There’s two ways to approach this, depending on how you’re constructing your game: “top-down” or “bottom-up”, to borrow terms from Magic design.

“Bottom-up” designs are created when the designer thinks of one or two interesting mechanics they’d like to explore. In this way, you develop these games by weaving supplementary mechanics and theme around your core concepts in a way that creates a complex, challenging design. The issue arrives when the supplementary mechanics are lifted from more popular genres – for instance, creating an interesting way of placing tiles on a board but deciding that the way to acquire them is through simple drafting because you can’t think of anything better.

The best way to keep your bottom-up game focused is to think about what the core mechanic wants. For instance, in our theoretical tile-laying game above, how would it be a challenge for you to get the arrangement that you want? What would generate a feeling of satisfaction when you arrange your tiles in just the right way to shoot past your opponents? What mirrors the core mechanic in a satisfying way? Once you’ve answered these questions, the focus of your game becomes clearer.

Ice Theme

“Top-down” designs are based primarily on theme. My Happy Daggers, for instance, was made as a way to capture the feel of melodramatic swordfights as you might see in The Three Musketeers or Kenneth Branagh’s adaptation of Hamlet. This makes focusing with your mechanics simultaneously easier and harder: You have a clearer statement of what you’d like to design, but because you’re starting from scratch mechanically it’s a lot easier to drift away from where you started.

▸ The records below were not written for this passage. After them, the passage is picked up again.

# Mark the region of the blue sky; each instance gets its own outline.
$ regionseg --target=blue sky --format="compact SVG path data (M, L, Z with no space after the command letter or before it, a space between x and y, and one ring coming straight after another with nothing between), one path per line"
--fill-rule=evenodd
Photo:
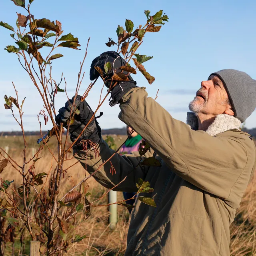
M156 81L149 85L140 74L133 78L138 86L147 88L150 96L154 98L159 89L157 101L174 118L186 121L188 103L201 81L207 79L211 73L234 68L256 78L256 1L252 0L34 0L31 11L36 18L59 20L63 34L71 32L78 38L81 50L56 50L55 53L62 53L65 57L53 62L54 77L58 80L64 72L71 98L89 37L91 39L84 65L86 73L81 93L90 82L92 60L106 50L115 49L108 48L105 43L108 37L116 39L117 26L124 26L126 18L132 20L135 26L144 24L146 20L144 10L150 10L154 14L160 9L168 16L169 22L159 32L147 34L138 51L140 54L154 56L144 66ZM2 0L0 20L15 27L16 12L26 14L23 10L10 0ZM25 130L38 130L37 115L43 108L42 102L16 56L4 50L6 46L14 44L10 32L0 27L0 131L19 130L10 110L3 106L4 94L14 95L12 81L20 99L27 97L24 115ZM60 87L64 86L62 84ZM101 81L97 82L87 98L93 109L98 106L102 86ZM58 109L66 99L64 93L58 93L57 96ZM104 112L99 120L102 128L124 126L118 117L118 106L110 107L106 101L100 111ZM256 126L255 111L248 118L246 126L249 128ZM51 128L50 124L42 127L44 130Z

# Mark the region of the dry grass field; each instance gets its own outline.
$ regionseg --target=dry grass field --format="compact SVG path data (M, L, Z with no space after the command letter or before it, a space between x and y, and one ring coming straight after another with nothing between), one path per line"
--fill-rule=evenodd
M123 138L122 138L122 137ZM126 136L114 137L118 146L125 139ZM35 136L28 136L28 156L32 154L32 148L37 148ZM56 144L54 140L49 143L51 148L57 152ZM0 145L2 148L9 148L9 154L13 157L18 163L22 161L22 138L21 137L0 137ZM45 172L48 173L51 164L51 158L47 149L44 149L41 156L44 156L36 164L36 173ZM72 160L71 160L71 162ZM8 165L0 177L4 180L14 180L12 184L16 187L20 186L21 176L17 171ZM70 168L66 174L65 181L63 181L61 186L60 196L64 195L69 188L73 186L74 181L77 184L84 178L84 170L78 163ZM68 176L70 177L68 180ZM106 189L98 184L93 178L88 180L90 186L88 192L92 194L90 200L92 201L98 198L106 191ZM47 182L47 185L48 186ZM17 187L17 186L18 186ZM118 199L122 198L122 193L118 192ZM105 197L96 204L102 204L107 203L107 197ZM82 214L77 214L76 218L80 223L79 234L86 235L88 238L79 243L72 244L67 252L62 255L76 256L92 256L93 255L107 255L119 256L123 255L126 246L126 237L129 225L129 214L126 208L118 206L118 223L115 228L111 230L108 224L109 212L106 206L92 207L90 214L85 220L81 221ZM80 219L79 219L80 218ZM22 255L29 255L29 239L28 234L25 233L25 240L26 242ZM238 211L235 221L230 227L231 241L230 250L232 256L256 255L256 178L252 179L244 194L240 207ZM17 232L15 243L6 244L5 255L20 255L19 234ZM12 251L14 250L14 254Z

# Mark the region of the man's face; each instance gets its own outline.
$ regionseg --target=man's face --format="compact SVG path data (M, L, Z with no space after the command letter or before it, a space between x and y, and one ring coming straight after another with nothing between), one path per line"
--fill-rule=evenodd
M189 104L189 109L200 114L217 116L230 108L228 96L222 81L216 76L211 76L208 81L201 83L201 88Z

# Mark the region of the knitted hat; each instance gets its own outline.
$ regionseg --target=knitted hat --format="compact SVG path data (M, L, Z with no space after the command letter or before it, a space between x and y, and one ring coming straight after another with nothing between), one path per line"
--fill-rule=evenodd
M256 108L256 80L235 69L223 69L212 75L217 76L222 81L234 116L243 123Z

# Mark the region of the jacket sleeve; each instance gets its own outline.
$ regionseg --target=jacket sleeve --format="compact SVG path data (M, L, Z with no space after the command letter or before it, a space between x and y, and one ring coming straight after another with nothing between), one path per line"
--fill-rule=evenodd
M107 143L102 138L98 144L97 156L93 150L77 150L75 158L80 161L83 167L90 174L99 169L104 162L108 161L93 175L93 177L102 186L112 188L120 183L113 190L127 192L136 192L136 183L139 178L145 180L149 166L139 166L140 156L138 152L132 152L129 154L120 155L115 154ZM141 157L143 160L153 155L152 151L148 151Z
M250 169L241 140L191 130L148 97L145 89L132 89L123 97L119 118L146 140L172 171L200 188L227 198L244 169ZM242 182L247 182L246 188L248 178L246 175Z

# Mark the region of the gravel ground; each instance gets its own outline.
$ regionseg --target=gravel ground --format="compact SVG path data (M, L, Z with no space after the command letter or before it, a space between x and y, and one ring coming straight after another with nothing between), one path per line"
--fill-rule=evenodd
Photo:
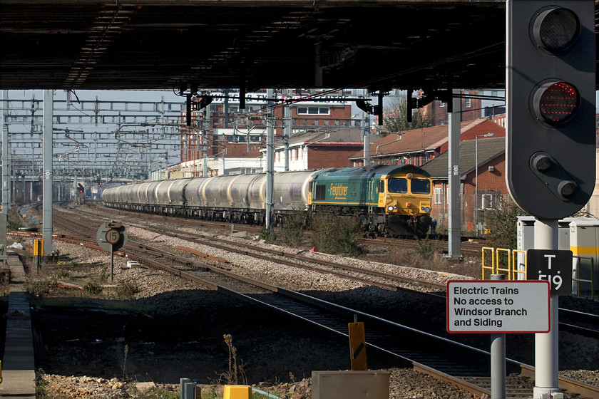
M160 236L136 227L133 219L126 223L131 239L169 248L191 247L227 259L233 271L345 306L363 307L371 313L394 315L399 321L415 328L436 324L439 333L444 333L444 309L439 311L419 304L416 297L398 298L396 293L356 281L250 259ZM61 254L61 268L68 269L64 280L73 282L78 279L88 279L94 274L106 274L110 261L108 254L56 240L53 242ZM26 245L27 240L24 240L24 244ZM321 254L304 253L307 256L332 259ZM332 258L334 261L393 271L439 283L473 279L451 272L455 267L449 269L449 272L439 272L343 256ZM114 287L106 287L93 301L82 299L79 290L54 289L43 299L42 307L34 311L39 331L38 352L42 353L37 364L40 376L46 382L46 393L71 398L138 397L135 390L140 382L151 381L160 389L176 390L178 379L185 377L202 384L205 394L216 393L217 396L213 397L218 397L229 370L230 351L224 339L227 334L232 336L238 364L242 366L238 382L281 397L310 398L312 370L347 370L349 367L345 338L332 338L315 328L293 319L281 319L274 314L205 287L182 282L169 274L143 268L126 269L126 259L115 258L114 285L134 281L139 292L133 301L121 300ZM50 273L52 267L44 269L46 273ZM64 303L81 306L71 311L57 311L51 306ZM91 311L90 305L113 310ZM591 306L597 309L595 304ZM114 310L116 309L119 310ZM470 336L459 338L466 342L476 341ZM508 339L508 356L530 358L531 350L523 348L533 347L532 337L511 338ZM516 343L511 345L510 341ZM482 341L482 345L486 345L488 338L484 337ZM597 341L560 333L560 373L599 385ZM472 398L464 390L416 373L374 351L369 352L368 362L369 369L390 373L389 398ZM523 380L521 383L533 382Z

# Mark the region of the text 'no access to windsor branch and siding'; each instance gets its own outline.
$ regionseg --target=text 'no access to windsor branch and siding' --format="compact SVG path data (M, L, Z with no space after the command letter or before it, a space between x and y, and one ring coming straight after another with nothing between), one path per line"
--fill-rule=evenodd
M547 333L546 281L455 281L447 283L447 331L463 333Z

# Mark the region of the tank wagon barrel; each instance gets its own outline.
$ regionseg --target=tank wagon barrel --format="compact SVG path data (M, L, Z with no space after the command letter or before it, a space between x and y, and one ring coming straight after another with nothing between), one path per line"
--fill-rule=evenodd
M235 223L263 224L266 174L145 182L103 192L109 207ZM412 165L275 172L275 220L302 212L355 217L372 234L423 236L431 212L430 177Z

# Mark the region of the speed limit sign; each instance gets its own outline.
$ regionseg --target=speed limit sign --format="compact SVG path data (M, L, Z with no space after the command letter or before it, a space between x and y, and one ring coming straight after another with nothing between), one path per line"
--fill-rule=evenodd
M121 241L121 232L116 229L111 229L106 232L106 242L115 245Z
M551 295L572 293L572 251L528 249L526 279L547 280Z
M127 242L127 232L121 223L109 222L100 226L96 239L104 251L117 251Z

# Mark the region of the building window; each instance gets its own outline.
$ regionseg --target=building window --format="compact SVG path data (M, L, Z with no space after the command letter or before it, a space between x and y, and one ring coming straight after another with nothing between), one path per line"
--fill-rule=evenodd
M297 114L329 115L329 107L297 107Z
M477 207L479 210L494 209L496 199L496 195L493 193L479 192L477 202L478 206Z
M435 187L435 204L441 204L441 187Z

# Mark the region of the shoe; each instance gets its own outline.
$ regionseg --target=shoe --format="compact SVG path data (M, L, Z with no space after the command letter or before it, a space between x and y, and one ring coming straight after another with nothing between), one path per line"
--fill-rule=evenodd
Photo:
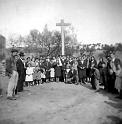
M115 98L117 98L117 99L122 99L122 97L120 97L120 96L116 96Z
M16 100L16 98L15 97L7 97L7 99L9 99L9 100Z
M100 90L95 90L95 93L100 92Z

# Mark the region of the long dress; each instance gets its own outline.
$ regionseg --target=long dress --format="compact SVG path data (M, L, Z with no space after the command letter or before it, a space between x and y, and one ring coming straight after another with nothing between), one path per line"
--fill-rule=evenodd
M33 81L33 67L27 67L25 81Z
M120 65L118 65L118 69L116 70L115 88L119 92L122 90L122 68Z
M54 68L50 69L50 77L51 78L55 77L55 70L54 70Z

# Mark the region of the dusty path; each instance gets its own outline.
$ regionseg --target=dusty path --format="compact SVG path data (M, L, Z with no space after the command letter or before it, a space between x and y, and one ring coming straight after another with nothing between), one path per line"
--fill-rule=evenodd
M49 83L0 98L0 124L121 124L122 100L83 86Z

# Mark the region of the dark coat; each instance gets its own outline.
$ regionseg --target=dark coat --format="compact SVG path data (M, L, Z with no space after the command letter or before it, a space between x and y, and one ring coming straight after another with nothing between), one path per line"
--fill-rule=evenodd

The most important part of designing a top-down game is its “feel”: That is, making players feel the same when playing your game as they do while watching a movie or reading a book of the same genre. Mark Rosewater, Magic head designer, talked about this approach when designing for Innistrad, the game’s gothic horror/movie monster expansion. The primary feeling you get from a good horror movie isn’t necessarily shock, but dread – the creeping feeling that something’s wrong right before the skeleton pops out or whatever. So the mechanics of Innistrad were aimed at generating the same feelings: Humans which could turn into werewolves on the next turn, any creature’s death triggering a powerful “morbid” effect, spells which could return from the graveyard when you least want it. Innistrad is considered by many to be one of the best Magic sets ever made, which speaks to the power of this approach.

Heinzight is 20/20

Your game will be much better when everything – every tiny mechanic and every scrap of design – is all precisely focused on a core experience. By keeping this in mind while playtesting, the process will probably be more painful – you’ll have to throw out otherwise good concepts because they don’t jazz with the other things you’re doing – but will result in a clearer, more fun, and more impactful game for your players.